Executive Summary
- A nationwide injunction is one that applies not only to the parties in a case, but also prevents the federal government from enforcing a law, regulation, or policy against any person, anywhere in the United States.
- Since the important point is not the geographical scope of the injunction, but that it applies to nonparties, nationwide injunctions are more appropriately termed universal injunctions.
- Universal injunctions are an invitation to plaintiffs to cherry-pick a friendly judge. There are currently 1,000 active and senior district court judges across the country, any one of them might issue a national injunction halting a federal policy.
- Universal injunctions undermine confidence in a nonpartisan judiciary. When the public sees judges in New York enjoining President Trump’s policies, and judges in Texas enjoining President Obama’s policies, the reputation of the judiciary suffers.
- Universal injunctions force judges into making rushed, low-information decisions in high-stakes cases. Ordinarily, a number of federal judges across the country will have had time to weigh in on a legal issue.
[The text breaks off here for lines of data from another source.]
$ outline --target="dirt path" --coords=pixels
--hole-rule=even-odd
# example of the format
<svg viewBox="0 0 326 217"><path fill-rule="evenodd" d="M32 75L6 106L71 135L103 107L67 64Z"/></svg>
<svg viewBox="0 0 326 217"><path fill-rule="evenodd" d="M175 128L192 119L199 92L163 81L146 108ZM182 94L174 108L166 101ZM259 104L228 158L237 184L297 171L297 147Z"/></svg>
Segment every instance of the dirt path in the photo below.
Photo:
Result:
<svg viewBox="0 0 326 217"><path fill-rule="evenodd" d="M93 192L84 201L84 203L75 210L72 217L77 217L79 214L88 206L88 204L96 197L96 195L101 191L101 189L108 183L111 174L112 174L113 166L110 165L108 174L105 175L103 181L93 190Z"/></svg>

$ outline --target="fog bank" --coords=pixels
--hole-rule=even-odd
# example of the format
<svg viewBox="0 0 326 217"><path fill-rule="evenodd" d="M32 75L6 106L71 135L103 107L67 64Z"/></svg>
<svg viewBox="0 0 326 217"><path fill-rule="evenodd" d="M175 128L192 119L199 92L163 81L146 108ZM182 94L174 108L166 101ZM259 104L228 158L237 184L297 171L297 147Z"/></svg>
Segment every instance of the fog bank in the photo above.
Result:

But universal injunctions short-circuit this process, often forcing the Supreme Court to take a case once a single district judge has enjoined a law.
- Universal injunctions are inconsistent with the Constitution, which limits the judicial power to “cases” and “controversies.” This constitutes the power to decide cases for parties, not everyone.
- Thus, for the first 150 years of our country, not a single federal court issued a universal injunction purporting to bind non-parties.